Là aussi, on m’a dit que ce n’était pas si épouvantable. Oui, au départ, les patientes sous hormonothérapie sont heureuses ; elles échappent à la chimio. Mais ces traitements, à prendre durant cinq à dix ans, entraînent des effets secondaires importants : troubles vasomoteurs, douleurs articulaires et musculaires, troubles de l’humeur, troubles sexuels, des risques accrus de thrombose et d’ostéoporose. Des articulations qui gonflent, une prise de poids, plus de libido… Tout ça fait qu’au bout d’un an, 30 à 50 % des patientes arrêtent avant la fin de leur traitement ! Or, on n’a pas d’autre choix que de continuer à le prendre.

Au fond, pourquoi ce livre ?

Lorsque je suis sortie de chez la sénologue lors de ma première consultation, je n’ai rien retenu de ce qu’elle m’a dit. Ce jour-là, j’ai décidé que je ne m’y rendrais plus sans prendre de notes. C’est ainsi qu’est né ce carnet de bord. Au fil du temps, il est devenu mon exutoire. Un soir, Thierry Janssen (NDLR : chirurgien urologue, psychothérapeute et auteur de plusieurs livres) m’a dit que je pouvais raconter comment j’avais traversé la maladie :  » Tu dois en parler. D’autres personnes peuvent en bénéficier aussi.  » Il avait raison. Ce livre est donc avant tout un récit de ce que j’ai appris sur le cancer. Il est motivé par l’aide très concrète que je peux apporter, à l’image de ma profession, où je m’efforce d’aider des patientes à tomber enceintes. Il manquait un ouvrage qui propose aux malades des outils, des trucs  » pratico-pratiques  » pour faciliter leur quotidien. Ce livre s’adresse aussi aux blouses blanches. Je leur dis : vous devez prendre plus de temps avec le malade, vous pouvez le toucher, lui prendre la main… A Saint-Luc, j’ai suivi une formation en communication verbale : utiliser des termes positifs, doux plutôt que les mots négatifs, agressifs. Ces cours ne sont pas obligatoires dans le cursus de médecine. Ils devraient l’être !

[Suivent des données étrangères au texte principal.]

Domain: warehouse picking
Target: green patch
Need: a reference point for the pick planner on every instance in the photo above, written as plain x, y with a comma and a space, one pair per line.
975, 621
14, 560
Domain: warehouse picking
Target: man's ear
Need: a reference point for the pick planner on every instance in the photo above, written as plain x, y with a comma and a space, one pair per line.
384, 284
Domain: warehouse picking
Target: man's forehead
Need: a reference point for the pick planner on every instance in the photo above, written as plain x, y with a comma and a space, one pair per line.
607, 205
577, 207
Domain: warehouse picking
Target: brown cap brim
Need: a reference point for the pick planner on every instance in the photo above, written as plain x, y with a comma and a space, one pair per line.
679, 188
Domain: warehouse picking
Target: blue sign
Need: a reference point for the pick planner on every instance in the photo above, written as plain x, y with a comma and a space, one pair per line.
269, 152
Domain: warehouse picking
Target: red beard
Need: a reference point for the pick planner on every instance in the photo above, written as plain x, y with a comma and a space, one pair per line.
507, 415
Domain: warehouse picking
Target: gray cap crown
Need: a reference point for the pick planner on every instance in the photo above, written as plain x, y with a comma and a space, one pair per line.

Qu’avez-vous appris de cette épreuve ?

Ma vision de la médecine ne sera plus jamais la même. Je suis beaucoup plus à l’écoute, plus humaine. Je comprends mieux le côté revendicatif du patient. Je faisais partie de ces médecins qui déclaraient tout faire, tout ce qu’ils peuvent pour les patients, et ceux-ci avaient le  » culot  » de nous en vouloir. Je m’imposais un perfectionnisme, une compétition, qui m’ont permis de faire une belle carrière, tout en essayant d’être une bonne mère, une bonne épouse, une bonne fille… A posteriori, c’était une source de culpabilisation constante. Cela fait perdre le sens des priorités et des valeurs.

Ce fut difficile de vous mettre à nu ?

J’ai beaucoup hésité. J’avais peur et j’avais honte. Je redoutais de montrer ma fragilité. Je ne voulais pas qu’on me traite comme une malade. Je travaille à présent à mi-temps. Mais j’ai de la chance : je suis dans un milieu favorable, moi.

Mon carnet de (sur)vie. Voyage au pays du cancer du sein, par Corinne Hubinont, Racine, 147 p. Les droits d’auteur iront à la Clinique du sein de Saint-Luc et au réseau Breast International Group.